Ces dernières années, nous avons acquis de l’expérience dans le secteur des titres-services et nous pouvons donc citer les bons éléments de ce système en exemple. J’ai d’ailleurs fait part de ces expériences aux négociations de Genève. Il est évident qu’un système typiquement belge ne peut être copié dans le reste du monde, mais certains éléments ont servi de base lors des négociations.

Quels sont les enjeux de cette Convention pour la Belgique?

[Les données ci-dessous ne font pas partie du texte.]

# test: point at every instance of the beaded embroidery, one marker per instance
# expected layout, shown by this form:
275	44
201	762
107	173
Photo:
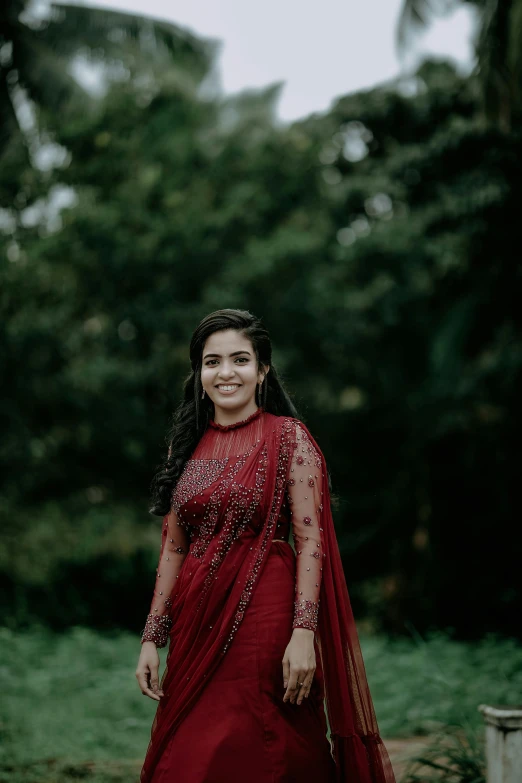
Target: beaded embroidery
297	494
157	629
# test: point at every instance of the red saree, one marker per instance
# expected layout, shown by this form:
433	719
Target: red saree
228	593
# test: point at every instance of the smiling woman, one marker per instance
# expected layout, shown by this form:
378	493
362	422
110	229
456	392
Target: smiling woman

Tout d’abord, il faut faire ratifier la Convention. Notre pays a une très bonne réputation internationale en ce qui concerne la concertation sociale. Nous avons donc certainement un rôle d’exemple à remplir à cet égard. De plus, dans certain pays, le travail domestique est bien plus répandu et problématique que chez nous. Chaque pays se doit donc de réfléchir à une manière propre de mettre la convention en pratique et nous devons les y aider en leur apportant un appui technique et un soutien financier, comme nous le faisons déjà dans certains pays...

En Belgique, nous avons reçu l’engagement de notre actuel ministre de l’emploi d’établir un code de conduite pour le personnel des ambassades et pour les nombreux expatriés qui ont du personnel domestique en service. Mais notre système des gens de maison est dépassé et doit également être revu. Le personnel domestique à temps partiel devrait par exemple avoir le même accès à la sécurité sociale que le personnel à temps plein ou encore obtenir systématiquement un contrat de travail, ce qui n’est pas encore le cas. Nous avons donc beaucoup de pain sur la planche mais la convention donne un coup de pouce supplémentaire au statut du personnel domestique.

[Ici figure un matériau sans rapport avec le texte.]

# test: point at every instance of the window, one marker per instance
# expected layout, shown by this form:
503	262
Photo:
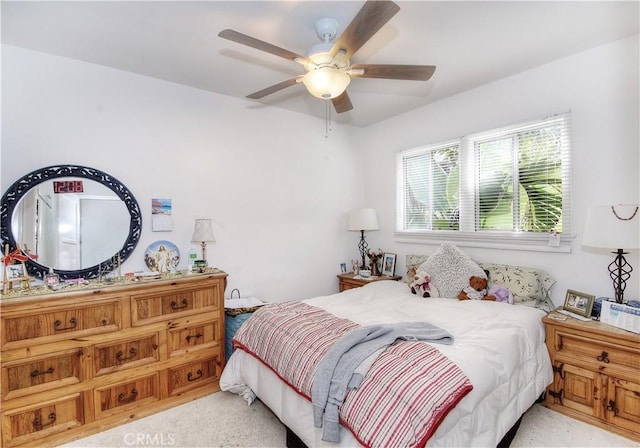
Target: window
509	185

En général, nous ne concluons pas d’accords spectaculaires dans ces secteurs, ceux-ci ne recevant pas beaucoup d’attention médiatique. C’est la raison pour laquelle il est agréable de bénéficier, cette fois, grâce à la convention de l’OIT, d’un intérêt médiatique qui nous permet de montrer que nous effectuons, dans le silence, un travail syndical de valeur.